話題8. 翼列としての初列風切羽、その有効な配列

 秒速 2m の気流が弦長 2cm の翼(初列風切羽)を過ぎって流れるとき、例えば、ノスリが斜面上昇 気流に乗ってハンギングしているとき、流れのレイノルズ数は 2500 程度で、流れは層流であると 考えられます。 したがって、翼の失速を引き起こす境界層剥離は層流剥離であると考えられます。  大気分子の平均自由行程は 0.18μm 程度で、翼面上の境界層の厚さはその 100~1000 程度に 薄いと考えられます。

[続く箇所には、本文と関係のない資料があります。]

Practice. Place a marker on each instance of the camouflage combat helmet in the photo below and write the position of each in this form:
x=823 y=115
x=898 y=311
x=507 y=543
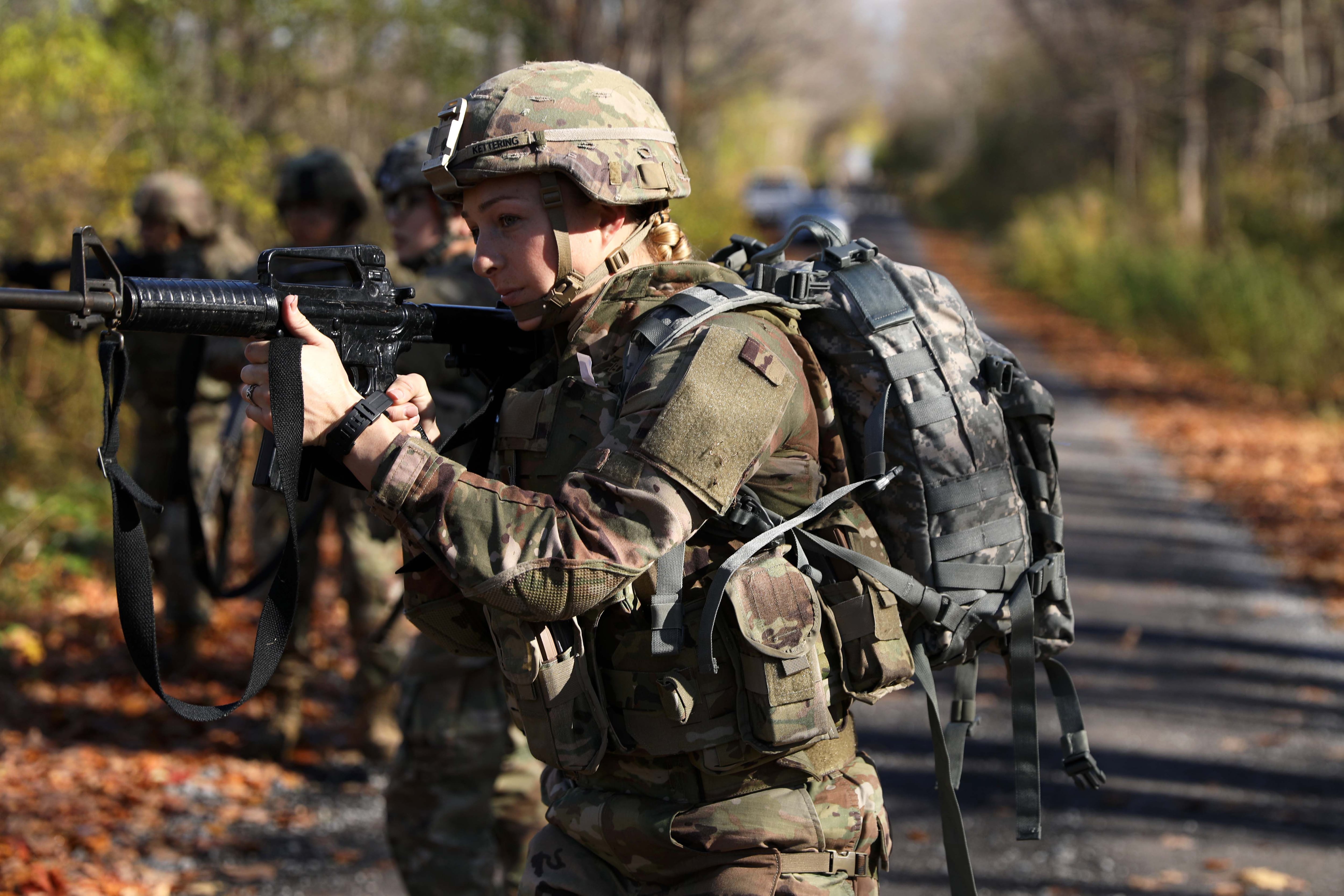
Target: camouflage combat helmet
x=585 y=122
x=326 y=177
x=178 y=198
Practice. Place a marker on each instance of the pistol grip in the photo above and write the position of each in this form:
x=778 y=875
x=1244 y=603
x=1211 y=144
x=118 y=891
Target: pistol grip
x=265 y=475
x=265 y=463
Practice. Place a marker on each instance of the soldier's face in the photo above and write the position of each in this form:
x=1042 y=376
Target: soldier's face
x=515 y=245
x=416 y=221
x=312 y=225
x=159 y=235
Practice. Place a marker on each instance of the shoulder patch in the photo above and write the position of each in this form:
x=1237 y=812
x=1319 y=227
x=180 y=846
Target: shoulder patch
x=721 y=416
x=763 y=360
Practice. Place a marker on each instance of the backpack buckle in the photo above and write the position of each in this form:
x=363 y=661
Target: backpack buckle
x=857 y=253
x=1042 y=574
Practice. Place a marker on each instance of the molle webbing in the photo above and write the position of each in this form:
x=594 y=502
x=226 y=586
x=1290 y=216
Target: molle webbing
x=666 y=605
x=931 y=410
x=990 y=535
x=953 y=496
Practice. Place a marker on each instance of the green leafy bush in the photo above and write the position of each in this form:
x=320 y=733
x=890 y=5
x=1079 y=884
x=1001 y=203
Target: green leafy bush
x=1265 y=316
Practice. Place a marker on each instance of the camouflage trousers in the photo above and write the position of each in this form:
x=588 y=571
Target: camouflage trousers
x=370 y=555
x=464 y=797
x=607 y=844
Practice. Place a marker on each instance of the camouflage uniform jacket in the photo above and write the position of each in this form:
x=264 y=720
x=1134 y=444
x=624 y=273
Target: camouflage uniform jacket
x=595 y=481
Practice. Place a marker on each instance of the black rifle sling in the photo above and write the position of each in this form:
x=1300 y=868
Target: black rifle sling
x=960 y=874
x=1026 y=745
x=963 y=716
x=190 y=365
x=131 y=551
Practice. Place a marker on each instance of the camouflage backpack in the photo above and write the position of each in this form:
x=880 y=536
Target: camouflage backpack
x=959 y=477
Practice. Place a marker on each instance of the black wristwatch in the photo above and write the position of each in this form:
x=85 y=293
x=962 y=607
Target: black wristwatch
x=342 y=440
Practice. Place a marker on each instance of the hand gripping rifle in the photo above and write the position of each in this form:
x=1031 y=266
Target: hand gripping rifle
x=353 y=301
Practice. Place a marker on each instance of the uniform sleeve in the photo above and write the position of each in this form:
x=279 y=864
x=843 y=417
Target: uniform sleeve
x=699 y=420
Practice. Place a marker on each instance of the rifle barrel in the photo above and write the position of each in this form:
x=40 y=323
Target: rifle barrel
x=52 y=300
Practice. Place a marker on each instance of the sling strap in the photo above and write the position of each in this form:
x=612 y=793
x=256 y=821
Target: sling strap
x=666 y=606
x=1078 y=759
x=1026 y=743
x=131 y=550
x=709 y=666
x=963 y=720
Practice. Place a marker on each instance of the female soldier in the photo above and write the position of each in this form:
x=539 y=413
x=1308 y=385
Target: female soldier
x=663 y=777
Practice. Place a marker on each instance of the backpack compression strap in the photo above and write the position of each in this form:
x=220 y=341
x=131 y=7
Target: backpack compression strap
x=131 y=551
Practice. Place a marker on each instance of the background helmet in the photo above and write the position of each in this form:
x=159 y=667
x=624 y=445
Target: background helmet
x=402 y=163
x=177 y=198
x=326 y=177
x=582 y=120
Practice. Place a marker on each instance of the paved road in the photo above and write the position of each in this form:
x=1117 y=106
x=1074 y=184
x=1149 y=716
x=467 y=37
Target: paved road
x=1214 y=695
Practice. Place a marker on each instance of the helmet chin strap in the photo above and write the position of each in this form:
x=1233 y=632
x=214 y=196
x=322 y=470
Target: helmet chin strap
x=569 y=283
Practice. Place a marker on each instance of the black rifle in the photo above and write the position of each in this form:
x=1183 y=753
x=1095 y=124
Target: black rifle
x=354 y=303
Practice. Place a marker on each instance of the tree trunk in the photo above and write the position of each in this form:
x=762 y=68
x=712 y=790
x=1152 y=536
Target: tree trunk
x=1194 y=150
x=1127 y=139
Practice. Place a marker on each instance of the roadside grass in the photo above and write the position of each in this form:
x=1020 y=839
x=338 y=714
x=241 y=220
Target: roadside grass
x=54 y=507
x=1253 y=311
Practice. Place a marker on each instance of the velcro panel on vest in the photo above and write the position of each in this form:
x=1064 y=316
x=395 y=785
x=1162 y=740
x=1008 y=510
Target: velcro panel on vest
x=931 y=410
x=984 y=577
x=1035 y=484
x=991 y=535
x=975 y=490
x=663 y=737
x=878 y=297
x=720 y=418
x=905 y=365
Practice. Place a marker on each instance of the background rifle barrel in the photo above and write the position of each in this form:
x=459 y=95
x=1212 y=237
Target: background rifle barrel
x=205 y=307
x=48 y=300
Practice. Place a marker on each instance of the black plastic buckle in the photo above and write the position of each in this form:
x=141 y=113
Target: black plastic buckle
x=998 y=375
x=857 y=253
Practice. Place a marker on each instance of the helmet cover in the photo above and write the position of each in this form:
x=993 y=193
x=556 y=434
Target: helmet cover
x=178 y=198
x=593 y=124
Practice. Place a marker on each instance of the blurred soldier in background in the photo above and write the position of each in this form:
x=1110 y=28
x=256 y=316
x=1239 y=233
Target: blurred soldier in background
x=462 y=761
x=324 y=198
x=179 y=237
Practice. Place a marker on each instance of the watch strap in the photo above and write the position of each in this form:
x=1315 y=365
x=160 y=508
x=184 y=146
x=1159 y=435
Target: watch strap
x=342 y=440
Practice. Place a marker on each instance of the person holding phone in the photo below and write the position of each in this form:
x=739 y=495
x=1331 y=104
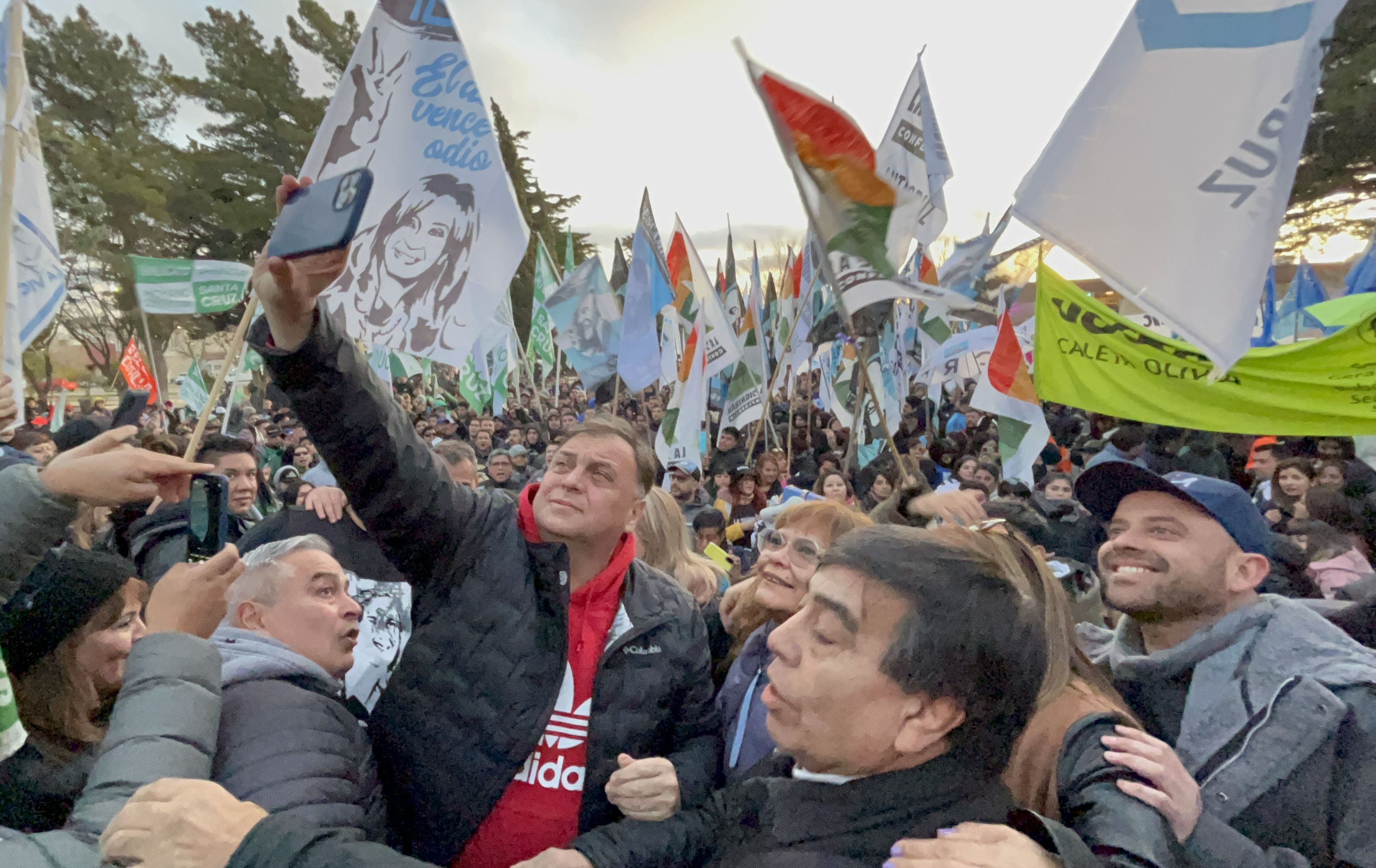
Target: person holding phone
x=529 y=606
x=159 y=541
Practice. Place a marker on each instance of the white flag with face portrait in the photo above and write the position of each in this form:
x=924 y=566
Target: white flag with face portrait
x=442 y=233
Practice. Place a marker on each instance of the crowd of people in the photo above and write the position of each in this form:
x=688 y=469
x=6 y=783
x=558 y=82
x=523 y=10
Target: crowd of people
x=442 y=636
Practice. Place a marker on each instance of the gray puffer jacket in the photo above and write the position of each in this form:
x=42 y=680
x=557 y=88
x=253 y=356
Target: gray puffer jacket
x=1279 y=728
x=287 y=740
x=163 y=725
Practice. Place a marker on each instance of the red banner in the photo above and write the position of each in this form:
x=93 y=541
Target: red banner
x=137 y=372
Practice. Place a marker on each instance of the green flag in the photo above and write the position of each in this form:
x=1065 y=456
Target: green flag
x=1089 y=357
x=195 y=393
x=541 y=343
x=11 y=731
x=187 y=285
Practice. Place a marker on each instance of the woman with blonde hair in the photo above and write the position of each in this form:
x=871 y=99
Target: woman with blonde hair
x=1057 y=767
x=789 y=555
x=664 y=544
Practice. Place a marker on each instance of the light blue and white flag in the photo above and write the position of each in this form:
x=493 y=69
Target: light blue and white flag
x=1361 y=277
x=588 y=320
x=36 y=284
x=647 y=284
x=961 y=272
x=1171 y=172
x=1268 y=313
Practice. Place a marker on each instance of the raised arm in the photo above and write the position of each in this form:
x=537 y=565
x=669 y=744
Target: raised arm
x=393 y=479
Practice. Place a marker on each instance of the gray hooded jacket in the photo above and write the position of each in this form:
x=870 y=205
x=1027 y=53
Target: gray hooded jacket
x=288 y=742
x=1279 y=728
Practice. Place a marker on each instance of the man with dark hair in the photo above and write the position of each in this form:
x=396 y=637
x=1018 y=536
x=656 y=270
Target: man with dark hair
x=709 y=526
x=1128 y=443
x=686 y=487
x=492 y=739
x=895 y=698
x=1271 y=710
x=159 y=541
x=731 y=451
x=500 y=472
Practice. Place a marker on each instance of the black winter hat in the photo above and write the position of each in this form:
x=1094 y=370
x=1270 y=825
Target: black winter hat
x=53 y=601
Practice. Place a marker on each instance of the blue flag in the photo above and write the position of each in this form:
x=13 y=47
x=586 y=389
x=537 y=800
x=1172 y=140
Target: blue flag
x=1268 y=311
x=647 y=291
x=1363 y=275
x=1305 y=291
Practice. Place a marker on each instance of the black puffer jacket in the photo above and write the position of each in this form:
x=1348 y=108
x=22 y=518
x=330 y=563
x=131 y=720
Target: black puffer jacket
x=481 y=675
x=287 y=740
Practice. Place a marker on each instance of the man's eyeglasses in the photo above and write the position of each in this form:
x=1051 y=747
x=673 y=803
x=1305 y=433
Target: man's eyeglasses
x=802 y=551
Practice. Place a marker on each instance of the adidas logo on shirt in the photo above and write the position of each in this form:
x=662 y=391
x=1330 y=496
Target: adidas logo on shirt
x=567 y=728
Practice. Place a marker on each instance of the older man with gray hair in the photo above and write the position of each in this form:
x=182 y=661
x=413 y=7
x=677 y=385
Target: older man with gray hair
x=287 y=739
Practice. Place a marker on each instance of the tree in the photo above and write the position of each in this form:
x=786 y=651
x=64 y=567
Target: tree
x=544 y=215
x=267 y=128
x=110 y=172
x=1338 y=166
x=331 y=40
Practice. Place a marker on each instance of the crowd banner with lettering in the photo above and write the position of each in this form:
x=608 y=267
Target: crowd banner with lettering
x=913 y=159
x=442 y=234
x=137 y=372
x=37 y=281
x=1171 y=172
x=187 y=285
x=1090 y=357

 翼上面の境界層の外縁で、圧力は一様流の圧力より低く、前縁から後方へ進むにつれて増加します。  一方、流速は一様流の流速より速く、前縁から後方へ進むにつれて減少します。 これに対して、 翼下面の境界層の外縁では、圧力は一様流の圧力より高く、前縁に近いよどみ点から後方へ進むに つれて減少し、流速は一様流の流速より遅く、よどみ点から後方へ進むにつれて増加します。 境界層剥離は圧力の増加や流速の減少が大きくなる翼上面の後部で発生します。 そこで、翼上面後部 での圧力の急な増加や流れの急な減速を抑制することによって境界層剥離を遅らせることが考えられます。

 翼列や複数翼の隙間を利用して流路の広がりを制限し、流量保存の条件から流速の急な減少を 抑制し、同時に、ベルヌーイの定理に従って、圧力の急な増加を抑制して、翼面上で境界層の剥離を防止する 方法が考えられます。 例えば、同じ形の薄翼を2つ上下平行に置いた場合(図14)、翼間の流路内の 流れは広がることを制限され、下の翼の上面の流れの剥離は抑制されるでしょう。

 図14

 上の翼を後方へずらし、迎角を少し大きくしても(図15)、下の翼の上面後部の流れの急な減速 (圧力の急な増加)は抑制されるでしょう。 このような仕方で翼を配列していくと、境界層剥離が起こりにくい、 迎角・反り・翼面積の大きな複合翼が構成されるでしょう。 翼端に近い初列風切羽は、その横に伸びた配置、 段刻や小さな外弁/内弁比によって、このような‘翼列効果’を作り出すのに都合よくできていると考えられます。  小翼羽にも、話題7で述べた弱い乱れの導入とともに、このような翼上面後部での流れの急な減速や 圧力の急な増加を抑制し、境界層剥離を防ぐ効果があると考えられています。 それは‘前縁スラット効果’ として知られています。 

 図15





 鳥の初列風切羽の翼列構造の重要な役割は、境界層剥離が生じない迎角・反り・翼面積の大きな 翼を作り出すこと以外にも、レースバトの引き上げ-後ろ払いスズメのホバリングセグロセキレイの羽ばたき 加速飛行などで見られるように、鳥が羽ばたき飛翔で初列風切羽を引き上げるとき、風切羽の重なり方や その小さな外弁/内弁比によって自然に形成される翼列構造によって、正の推力や揚力を作り出したり、 負の揚力を抑制し、正の推力を助長させるといった重要な役割もあります。